Quote from: Hippolover25 on March 03, 2013, 06:22:06 PM
I got a funny hospital experience that shows the blatant ignorance of most people to trans issues, even those who hold medical certificates, degrees, whatever....
...First question out of their mouths, mind you they must have some medical background, "So will you ever be able to have periods like us?"
It is so important to remember that most HCWs are hugely ignorant, not just about trans issues but about any condition that is uncommon. It's part if the logic behind sub-specialization, that no one is able to become expert at every possible condition and often their ignorance outside their basic areas of competence can be profound.

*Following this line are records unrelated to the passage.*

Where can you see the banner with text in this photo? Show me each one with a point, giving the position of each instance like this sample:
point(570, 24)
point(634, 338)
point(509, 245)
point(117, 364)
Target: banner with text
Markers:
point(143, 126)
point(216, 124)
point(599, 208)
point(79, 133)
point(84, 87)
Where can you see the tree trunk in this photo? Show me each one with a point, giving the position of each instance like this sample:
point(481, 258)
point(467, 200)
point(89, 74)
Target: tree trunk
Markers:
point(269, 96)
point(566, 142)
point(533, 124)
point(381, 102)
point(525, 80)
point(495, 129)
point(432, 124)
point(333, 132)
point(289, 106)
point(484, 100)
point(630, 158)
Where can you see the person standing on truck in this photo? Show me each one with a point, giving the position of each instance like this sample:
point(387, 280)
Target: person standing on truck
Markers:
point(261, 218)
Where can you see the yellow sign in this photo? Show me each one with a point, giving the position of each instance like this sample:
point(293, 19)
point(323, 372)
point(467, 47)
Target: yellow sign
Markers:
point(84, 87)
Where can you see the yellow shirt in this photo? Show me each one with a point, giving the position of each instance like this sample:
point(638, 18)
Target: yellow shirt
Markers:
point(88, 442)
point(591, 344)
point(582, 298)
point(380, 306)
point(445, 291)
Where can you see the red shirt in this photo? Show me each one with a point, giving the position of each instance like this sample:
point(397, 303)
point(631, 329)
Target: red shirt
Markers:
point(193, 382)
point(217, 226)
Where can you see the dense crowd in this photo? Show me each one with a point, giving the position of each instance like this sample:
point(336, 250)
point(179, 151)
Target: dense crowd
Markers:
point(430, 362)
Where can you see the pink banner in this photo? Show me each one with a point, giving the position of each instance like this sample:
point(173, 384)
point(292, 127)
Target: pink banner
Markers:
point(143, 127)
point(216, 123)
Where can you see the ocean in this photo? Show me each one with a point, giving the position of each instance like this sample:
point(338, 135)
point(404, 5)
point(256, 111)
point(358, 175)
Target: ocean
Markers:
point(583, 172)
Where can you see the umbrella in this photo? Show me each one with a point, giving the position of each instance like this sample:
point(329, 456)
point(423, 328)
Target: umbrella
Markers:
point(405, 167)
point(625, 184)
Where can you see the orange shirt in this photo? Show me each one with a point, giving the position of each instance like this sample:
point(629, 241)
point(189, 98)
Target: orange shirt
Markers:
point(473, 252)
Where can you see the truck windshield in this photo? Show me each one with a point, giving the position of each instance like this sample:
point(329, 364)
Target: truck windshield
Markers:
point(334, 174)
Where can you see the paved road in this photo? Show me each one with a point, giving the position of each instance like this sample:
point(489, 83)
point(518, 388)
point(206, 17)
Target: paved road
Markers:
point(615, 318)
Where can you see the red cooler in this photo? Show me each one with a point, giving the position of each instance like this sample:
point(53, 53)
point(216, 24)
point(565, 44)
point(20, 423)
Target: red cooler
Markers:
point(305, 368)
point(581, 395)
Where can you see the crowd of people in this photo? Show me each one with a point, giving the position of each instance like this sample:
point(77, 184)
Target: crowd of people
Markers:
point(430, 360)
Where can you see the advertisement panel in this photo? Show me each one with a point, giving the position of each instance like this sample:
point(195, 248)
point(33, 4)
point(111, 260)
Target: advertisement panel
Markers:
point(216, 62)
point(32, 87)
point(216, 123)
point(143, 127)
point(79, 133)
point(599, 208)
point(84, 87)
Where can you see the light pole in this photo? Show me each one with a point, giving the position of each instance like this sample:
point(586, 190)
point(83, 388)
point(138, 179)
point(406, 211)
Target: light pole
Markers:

(Close example: My ex is a leader in her sub-specialty. She is hugely ignorant on many trans issues, even though she married one, and has an FTM son. It's still not an area that she has invested the time to become informed on in many, many respects... she knows the basic medical aspects, is not as ignorant as those in your example, but still, in conversations I can usually count on her to come up with one or two glaringly wrong assumptions that are based on her own prejudices and inferences rather than any kind of research or experience).
I allowed an off-hand comment from a psych nurse to affect me for far too long. When Celexa pushed me into mania I was admitted to a psych ward for about a week on a locked ward, and another week or two in an open ward. The main duty nurse on the locked ward took it upon herself to lecture me about the bad outcomes she'd seen for transwomen, presumably because she imagined (she had been informed of my transness during admission to some degree) -- but I really don't know what she imagined or knew -- since I was already aware of the risks. And over time I realized that her experience had to be hugely skewed, since she would only have seen those who wound up in her ward for some reason. I was there because of a prescription drug that should never have been given to me in the first place, I haven't had another manic episode since then, either while on or off the meds meant to stabilize my moods.
I suppose it's really just my problem that I allow off-hand remarks to sometimes hang out in my head for far longer than they should... it's not that I ever accepted what she said at face value, but I've spent far too much time trying to reinterpret and qualify what for her was probably an off-hand remark that, for all I know, she may have regretted saying right after she said it?
My point is, it's unwise to imagine that, even when their remarks are
not blatantly stupid, that HCWs statements should not be treated with every bit as much skepticism as the remarks of some unqualified relative or those of some stranger you meet on the street. It's not imprudent to question nearly everything.